Zorgverleners
U wordt behandeld door een cardioloog en/of een arts-assistent cardiologie, een cardioloog in opleiding, een physician assistant en een gespecialiseerd (leerling) verpleegkundige van de hartbewaking.
Met vragen of onduidelijkheden kunt u altijd terecht bij de verpleegkundige. Deze geeft u zoveel mogelijk informatie over uw behandeling en verzorging.
Gang van zaken
- U kunt op verschillende manieren op de eerste harthulp terecht komen. De huisarts, huisartsenpost of de polikliniek verwijst u door. Ook komen patiënten met hartklachten via de ambulance bij ons binnen.
- Wij sluiten u altijd aan aan de bewakingsmonitor aangesloten tot duidelijk is wat er aan de hand is.
- Afhankelijk van de klachten en de hemodynamiek wordt er gekeken hoe snel u behandeld wordt.

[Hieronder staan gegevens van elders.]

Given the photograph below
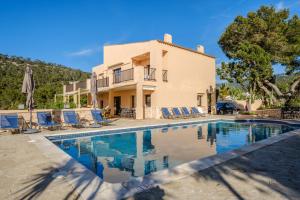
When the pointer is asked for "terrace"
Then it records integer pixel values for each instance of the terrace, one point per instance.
(250, 169)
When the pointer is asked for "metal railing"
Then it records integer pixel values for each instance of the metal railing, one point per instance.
(104, 82)
(149, 74)
(69, 88)
(121, 76)
(81, 84)
(165, 75)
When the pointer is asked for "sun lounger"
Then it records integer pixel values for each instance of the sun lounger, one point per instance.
(196, 112)
(70, 118)
(201, 111)
(98, 117)
(45, 120)
(166, 113)
(186, 112)
(9, 122)
(177, 112)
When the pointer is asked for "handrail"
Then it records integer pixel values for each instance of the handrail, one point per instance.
(81, 84)
(125, 75)
(149, 74)
(103, 82)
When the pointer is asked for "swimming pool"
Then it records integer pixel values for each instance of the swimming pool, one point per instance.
(117, 156)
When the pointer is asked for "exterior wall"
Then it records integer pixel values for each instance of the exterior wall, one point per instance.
(189, 73)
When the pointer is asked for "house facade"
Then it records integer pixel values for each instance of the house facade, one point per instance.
(142, 77)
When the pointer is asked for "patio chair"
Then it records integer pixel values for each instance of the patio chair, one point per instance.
(70, 118)
(98, 118)
(196, 112)
(201, 111)
(186, 112)
(177, 112)
(45, 120)
(9, 122)
(166, 113)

Hierdoor kan het voorkomen dat andere patiënten eerder geholpen worden.
- De arts of physician assistent bespreekt de klachten en doet lichamelijk onderzoek. Doorgaans krijgt u een infuus en bloedonderzoek. Zo nodig doen we röntgenonderzoek of ander onderzoek. Als het nodig is, kijken andere specialismen mee.
- De arts-assistent overlegt met de cardioloog. Daarna volgt een advies.
- Na het overleg met de cardioloog word er gekeken naar de beste behandeloptie. Het kan zijn dat u naar huis kan of dat u opgenomen gaat worden in het ziekenhuis.
- Als u naar huis mag kan het zijn dat wij u terug verijzen naar de huisarts. Of u krijgt een afspraak mee voor een bezoek op de poli cardiologie voor vervolgbehandelingen.
Meer informatie
Geen begeleider / bezoek op B36
Omdat het op de eerste harthulp niet mogelijk is om 1,5 meter afstand te houden van elkaar, gelden de volgende maatregelen:
- er mag geen begeleider mee naar de afdeling B36, eerste harthulp,
- patiënten die op de eerste harthulp liggen (B36) mogen geen bezoek ontvangen.
Bewakingsapparatuur
Bij alle patiënten observeren we voortdurend het hartritme met behulp van een bewakingsmonitor. Deze monitor en andere apparaten kunnen signalen geven in de vorm van een geluidsignaal. U hoeft niet ongerust te worden als een apparaat, de monitor of een infuuspomp een signaal geeft.